For a long time, I never imagined I’d be a father. On the threshold of my adulthood, I was uneasily sequestered in a seminary. I thought I was destined for the African Missions. I’d imagined a life on or near the equator in some rural setting, perhaps with a housekeeper and an attentive congregation. But after two angst-ridden years, that dream was done. After I left Ireland, I stayed single and solitary for so long that even my mother had given up. I kept myself busy, working and studying. Often, like some kind of bit character in a sitcom, I found myself filling my self-appointed role as a foil for my friends in long-term relationships.

Before I realised it, I was nudging towards middle-age, and by the time I eventually met my wife, we’d already arrived in the absolute last chance saloon of parenting. But that’s all ancient history now, and tomorrow’s soccer star, down there getting soaked by the drizzle, has long since abandoned her plaintive pleas for siblings.

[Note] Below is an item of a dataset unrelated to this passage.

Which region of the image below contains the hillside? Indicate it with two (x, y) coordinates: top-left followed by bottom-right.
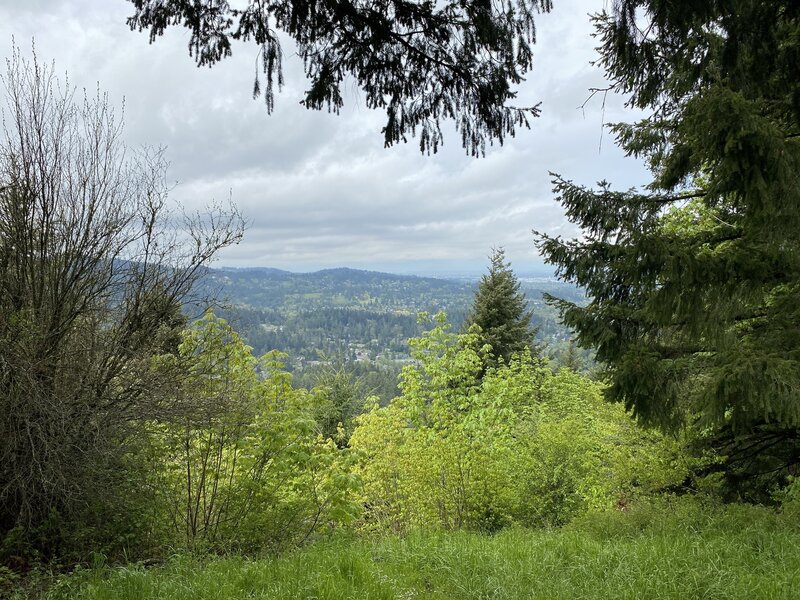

Our daughter will never experience the argy-bargy world of sibling tensions and shifting alliances. She will always have to forge external friendships to see her through. Though there will surely come a time when she will have shoulder the burden of caring for elderly parents, and one day her juggling skills may be put to the test.

But for now, soccer is all that matters. Bill Shankly would have approved. A few years ago, it was dancing, and before that drama. Who knows how long this dream of soccer greatness may endure? I don't mind. Any time outside with the ball is time well spent. But maybe it's time she jettisoned the Arsenal top. I've always preferred the red of Liverpool.